Notes for Lab 1


mpiexample1: The error message we see when trying to run with -np 64 implies there are insufficient processes on the node to satisfy the request. Running the command lscpu shows

[ag9761@gadi-login-01 ~]$ lscpu
Architecture:        x86_64
CPU op-mode(s):      32-bit, 64-bit
Byte Order:          Little Endian
CPU(s):              48
On-line CPU(s) list: 0-47
Thread(s) per core:  1
Core(s) per socket:  24
Socket(s):           2
NUMA node(s):        4
Vendor ID:           GenuineIntel
CPU family:          6
Model:               85
Model name:          Intel(R) Xeon(R) Platinum 8268 CPU @ 2.90GHz
Stepping:            7
CPU MHz:             2900.000
CPU max MHz:         3900.0000
CPU min MHz:         1200.0000
BogoMIPS:            5800.00
L1d cache:           32K
L1i cache:           32K
L2 cache:            1024K
L3 cache:            36608K
NUMA node0 CPU(s):   0-3,7,8,12-14,18-20
NUMA node1 CPU(s):   4-6,9-11,15-17,21-23
NUMA node2 CPU(s):   24-27,31-33,37-39,43,44
NUMA node3 CPU(s):   28-30,34-36,40-42,45-47
Flags:               fpu vme de pse tsc msr pae mce cx8 apic sep mtrr pge mca cmov pat pse36 clflush dts acpi mmx fxsr sse sse2 ss ht tm pbe syscall nx pdpe1gb rdtscp lm constant_tsc art arch_perfmon pebs bts rep_good nopl xtopology nonstop_tsc cpuid aperfmperf pni pclmulqdq dtes64 monitor ds_cpl smx est tm2 ssse3 sdbg fma cx16 xtpr pdcm pcid dca sse4_1 sse4_2 x2apic movbe popcnt tsc_deadline_timer aes xsave avx f16c rdrand lahf_lm abm 3dnowprefetch cpuid_fault epb cat_l3 cdp_l3 invpcid_single intel_ppin ssbd mba ibrs ibpb stibp ibrs_enhanced fsgsbase tsc_adjust bmi1 avx2 smep bmi2 erms invpcid cqm mpx rdt_a avx512f avx512dq rdseed adx smap clflushopt clwb intel_pt avx512cd avx512bw avx512vl xsaveopt xsavec xgetbv1 xsaves cqm_llc cqm_occup_llc cqm_mbm_total cqm_mbm_local dtherm ida arat pln pts hwp hwp_act_window hwp_epp hwp_pkg_req pku ospke avx512_vnni md_clear flush_l1d arch_capabilities

Particularly see the sections:

CPU(s):              48
Core(s) per socket:  24
Socket(s):           2
Model name:          Intel(R) Xeon(R) Platinum 8268 CPU @ 2.90GHz

This implies the maximum number of processors we can request on one node is 48, and indeed when we lower the request to 48 processors we no longer get the same error message.
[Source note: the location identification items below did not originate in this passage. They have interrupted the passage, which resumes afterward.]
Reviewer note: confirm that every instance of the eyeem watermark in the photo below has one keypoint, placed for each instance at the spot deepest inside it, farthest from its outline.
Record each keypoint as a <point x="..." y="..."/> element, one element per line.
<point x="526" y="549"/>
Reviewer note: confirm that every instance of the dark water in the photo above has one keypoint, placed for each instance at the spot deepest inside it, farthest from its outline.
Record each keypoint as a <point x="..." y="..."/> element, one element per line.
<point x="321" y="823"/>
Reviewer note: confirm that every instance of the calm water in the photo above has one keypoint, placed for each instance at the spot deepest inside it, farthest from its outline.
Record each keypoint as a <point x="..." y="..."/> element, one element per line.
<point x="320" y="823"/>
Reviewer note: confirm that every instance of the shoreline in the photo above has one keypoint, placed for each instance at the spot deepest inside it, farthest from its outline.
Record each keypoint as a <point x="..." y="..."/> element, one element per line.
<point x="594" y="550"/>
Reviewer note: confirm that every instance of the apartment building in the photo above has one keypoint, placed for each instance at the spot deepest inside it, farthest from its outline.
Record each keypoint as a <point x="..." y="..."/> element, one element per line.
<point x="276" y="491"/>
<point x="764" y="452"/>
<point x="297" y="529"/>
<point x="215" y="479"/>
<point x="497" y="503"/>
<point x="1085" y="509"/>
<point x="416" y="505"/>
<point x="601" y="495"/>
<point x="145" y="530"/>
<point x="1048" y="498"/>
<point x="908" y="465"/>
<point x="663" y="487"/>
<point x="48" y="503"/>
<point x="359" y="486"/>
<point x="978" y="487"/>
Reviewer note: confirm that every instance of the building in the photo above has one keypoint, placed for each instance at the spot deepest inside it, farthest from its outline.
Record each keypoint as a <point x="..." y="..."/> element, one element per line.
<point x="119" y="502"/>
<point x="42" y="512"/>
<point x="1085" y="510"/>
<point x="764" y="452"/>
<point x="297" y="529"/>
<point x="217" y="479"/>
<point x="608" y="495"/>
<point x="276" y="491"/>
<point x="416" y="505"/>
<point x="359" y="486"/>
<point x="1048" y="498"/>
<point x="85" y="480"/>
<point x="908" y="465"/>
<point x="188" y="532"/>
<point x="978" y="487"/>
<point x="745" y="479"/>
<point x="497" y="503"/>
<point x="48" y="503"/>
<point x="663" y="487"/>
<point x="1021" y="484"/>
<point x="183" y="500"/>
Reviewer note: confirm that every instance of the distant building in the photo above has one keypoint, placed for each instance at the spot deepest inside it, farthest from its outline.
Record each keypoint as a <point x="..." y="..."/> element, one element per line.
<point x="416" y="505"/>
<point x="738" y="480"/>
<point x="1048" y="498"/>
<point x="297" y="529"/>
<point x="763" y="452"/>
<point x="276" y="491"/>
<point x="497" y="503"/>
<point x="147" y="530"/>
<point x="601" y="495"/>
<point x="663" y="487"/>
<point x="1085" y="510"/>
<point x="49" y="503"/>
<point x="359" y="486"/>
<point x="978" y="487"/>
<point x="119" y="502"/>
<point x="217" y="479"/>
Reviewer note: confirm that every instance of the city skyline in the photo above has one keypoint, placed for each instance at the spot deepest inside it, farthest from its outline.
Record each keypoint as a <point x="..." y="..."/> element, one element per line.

However, on the login node we observe that increasing the number of processors increases the delay before the output is printed. This is because cores on the login node are a shared resource.

Exercise 1#

  • Your modified version of mpiexample1.c should look like this:
    const int hostname_len = 64;
    char name[hostname_len];
    gethostname(name, hostname_len);
    MPI_Init(&argc, &argv);
    MPI_Comm_size(MPI_COMM_WORLD, &nprocs);
    MPI_Comm_rank(MPI_COMM_WORLD, &rank);
    printf("Hello world from process %d of %d and hostname %s\n", rank, nprocs, hostname);
    

    With 4 processes, this should print something like:

     Hello world from process 0 of 4 and hostname gadi-login-05.gadi.nci.org.au
     Hello world from process 1 of 4 and hostname gadi-login-05.gadi.nci.org.au
     Hello world from process 2 of 4 and hostname gadi-login-05.gadi.nci.org.au
     Hello world from process 3 of 4 and hostname gadi-login-05.gadi.nci.org.au
    
  • Your code should now be executing on a numbered node of Gadi, for example:
    Hello world from process 0 of 4 and hostname gadi-cpu-clx-1547.gadi.nci.org.au
    Hello world from process 1 of 4 and hostname gadi-cpu-clx-1547.gadi.nci.org.au
    Hello world from process 2 of 4 and hostname gadi-cpu-clx-1547.gadi.nci.org.au
    Hello world from process 3 of 4 and hostname gadi-cpu-clx-1547.gadi.nci.org.au
    
  • Your modified batch_job script should look something like:
    #PBS -q express
    #PBS -j oe
    #PBS -l walltime=00:00:10,mem=64GB
    #PBS -wd
    #PBS -l ncpus=96
    mpirun -np 96 ./mpiexample1
    cat $PBS_NODEFILE
    

Exercise 2#

  • Timer overhead is the amount of time it takes to call the timer function. The total time to run your program will be increased by this value multiplied by the number of times you call the timer. Timer resolution is the period of time below which the timer will sometimes report a value of zero. It represents the smallest period that can accurately be measured by the timer.

Example output:

First 200 timings:
0 0 0 0 0 0 0 0 0 0 0 0 0 0 0 0 0 0 0 0
0 1 0 0 0 0 0 0 0 0 0 0 0 0 0 0 0 0 0 0
0 0 0 0 0 0 0 0 1 0 0 0 0 0 0 0 0 0 0 0
0 0 0 0 0 0 0 0 0 0 0 0 0 0 0 0 0 0 0 0
0 0 0 0 0 0 0 0 0 0 0 0 0 0 0 0 0 0 0 0
0 0 0 1 0 0 0 0 0 0 0 0 0 0 0 0 0 0 0 0
0 0 0 0 0 0 0 0 0 0 0 0 0 0 0 0 0 0 0 0
0 0 0 0 0 0 0 0 0 0 0 0 0 0 0 0 0 0 0 0
0 0 0 0 0 0 0 0 0 0 0 0 0 0 0 0 0 0 0 0
0 0 0 0 0 1 0 0 0 0 0 0 0 0 0 0 0 0 0 0
Average: 0.016356 us

We notice that the smallest non-zero value is 1, so the resolution of the timer is 1us. We see a reading of 1 reported approximately once every 50 0s implying an overhead of 1/50 = 0.02us. The time averaged over 1000000 iterations gives us a more accurate estimate of the overhead to be 0.016us.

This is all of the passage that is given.